|
Home > Archive > MS Access database support > April 2006 > Quick fuzzy search
You are viewing an archived Text-only version of the thread.
To view this thread in it's original format and/or if you want to reply to
this thread please [click here]
| Author |
Quick fuzzy search
|
|
| Martin Schneider 2006-04-06, 3:29 am |
| Hi!
I have a database with approx. 2500 records. When entering a new record
I'd like to avoid double entries that may differ slightly in writing.
Currently I am calculating the Levenshtein Distance across all records
and offer the top ten matches. Unfortunately this is very slow on long
strings.
Is there a faster method to do this?
Best regards,
Martin
| |
| kaniest 2006-04-06, 7:41 am |
| Martin Schneider wrote:
> I have a database with approx. 2500 records. When entering a new
> record I'd like to avoid double entries that may differ slightly in
> writing.
> Currently I am calculating the Levenshtein Distance across all records
> and offer the top ten matches. Unfortunately this is very slow on long
> strings.
>
> Is there a faster method to do this?
With such a small dataset it can be feasable to keep the
keys in memory, also calculating in static arrays
could save a cycle or two.
Of course you could use a less demanding metric, tinker
with upper and lower bounds on the way, or filter
candidate matches with a quick and dirty test before
applying the full metric on a selection.
--
Paul
| |
| Anthony England 2006-04-06, 7:41 am |
| "Martin Schneider" <martin.schneider@illusion-factory.de> wrote in message
news:49jtg7Fojtv2U1@
individual.net...
> Hi!
>
> I have a database with approx. 2500 records. When entering a new record
> I'd like to avoid double entries that may differ slightly in writing.
>
> Currently I am calculating the Levenshtein Distance across all records and
> offer the top ten matches. Unfortunately this is very slow on long
> strings.
>
> Is there a faster method to do this?
>
> Best regards,
> Martin
If you want to do such a detailed comparison against each and every record
in the database, then of course it will be slow.
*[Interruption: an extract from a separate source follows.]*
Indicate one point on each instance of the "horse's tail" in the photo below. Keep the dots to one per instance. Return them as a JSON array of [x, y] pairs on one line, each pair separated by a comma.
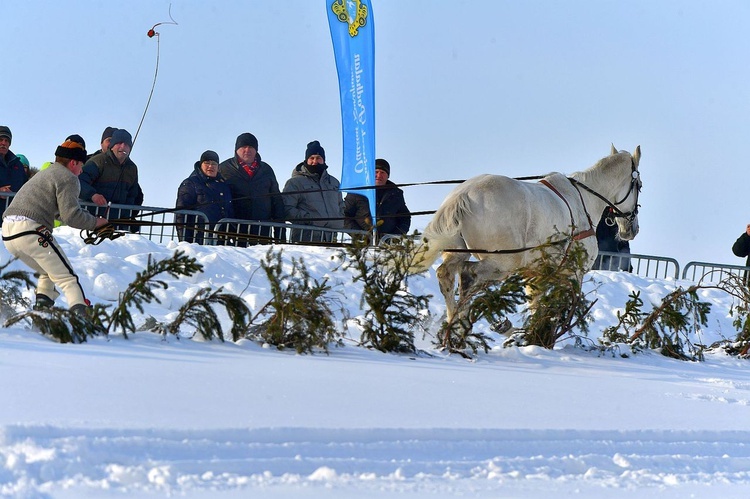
[[443, 232]]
What can we say? Get a
faster PC or buy more RAM?
If we knew what was being stored in the database, we might be able to make
more helpful suggestions. So if the database stores contact details and you
wanted to add a new contact:
Jane Smith, 117 Waterloo Road, London, SE1 8UL, United Kingdom
Would I really want to go through and evaluate how closely Jane's name
matches someone called Jan Smitt from Norway before I was sure this was not
a duplicate? However, we know nothing about your application.
| |
| Martin Schneider 2006-04-06, 7:41 am |
| Anthony England schrieb:
> So if the database stores contact details and you
> wanted to add a new contact:
> Jane Smith, 117 Waterloo Road, London, SE1 8UL, United Kingdom
> Would I really want to go through and evaluate how closely Jane's name
> matches someone called Jan Smitt from Norway before I was sure this was not
> a duplicate?
That's exactly the purpose.
Best regards,
Martin
| |
| Anthony England 2006-04-06, 7:41 am |
| "Martin Schneider" <martin.schneider@illusion-factory.de> wrote in message
news:49k6suFot17gU1@
individual.net...
> Anthony England schrieb:
>
> That's exactly the purpose.
>
> Best regards,
> Martin
What I meant was that you could look at only the people in postcode which
starts with SE1 or perhaps only those in London or perhaps only those in the
United Kingdom. I would not compare the new record against every single
existing one.
When I have done this sort of thing before, I give the user some degree of
flexibilty so you can adjust how rigourously you will search for duplicates.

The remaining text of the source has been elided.